OPTIMADE
OPTIMADE copied to clipboard
Support for SMARTS filter language (`filter_smarts`)
In #368 support for SMARTS filter language was suggested. This PR:
- Describes how external filter languages should be supported in OPTIMADE;
- Introduces the first one of them, SMARTS.
In short, SMARTS queries are to be passed using filter_smarts
URL parameter. If appearing together with filter
in the same request, different filters are combined with logical AND.
SMARTS isn't really my field, so even if this PR is simple and I see no formal issues with it, I think it should be reviewed and approved by people who want this feature in the standard and can see themselves implement it down the line.

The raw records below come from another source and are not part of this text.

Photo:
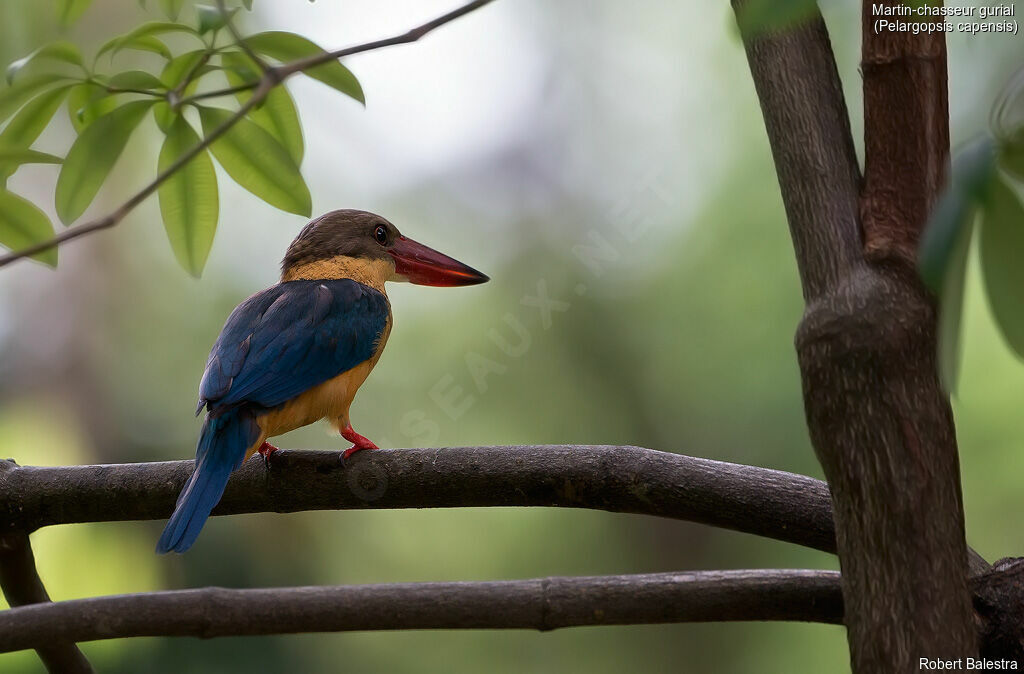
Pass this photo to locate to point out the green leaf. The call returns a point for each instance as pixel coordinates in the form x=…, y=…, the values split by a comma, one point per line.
x=86, y=102
x=69, y=11
x=257, y=162
x=92, y=156
x=1001, y=250
x=171, y=7
x=289, y=46
x=62, y=51
x=12, y=97
x=210, y=18
x=135, y=80
x=136, y=39
x=25, y=156
x=179, y=68
x=28, y=124
x=188, y=199
x=278, y=114
x=145, y=43
x=946, y=241
x=757, y=16
x=23, y=224
x=165, y=116
x=1012, y=154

(I could add that I am a bit concerned over the lack of standardization of the SMARTS language discussed in #368 where it seems one may find different results depending on what SMARTS library the backend is using, so are these SMARTS queries really interoperable? But this isn't an issue I feel strongly about if there are people that want this feature.)
(I could add that I am a bit concerned over the lack of standardization of the SMARTS language discussed in #368 where it seems one may find different results depending on what SMARTS library the backend is using, so are these SMARTS queries really interoperable? But this isn't an issue I feel strongly about if there are people that want this feature.)
I am concerned as well about the same, but SMARTS seems to be the state of the art for at least a decade now. I suggested SMARTS both as a constructive solution for chemical structure search (need expressed in #368), as well as an argument to my thesis that there is no simple way to do it. We may as well scrap the SMARTS proposal by leaving each implementation to sort out how they would like to do chemical substructure search, but my gut feeling is that most of them would still rely on SMARTS under-the-hood.
We may as well scrap the SMARTS proposal by leaving each implementation to sort out how they would like to do chemical substructure search, but my gut feeling is that most of them would still rely on SMARTS under-the-hood.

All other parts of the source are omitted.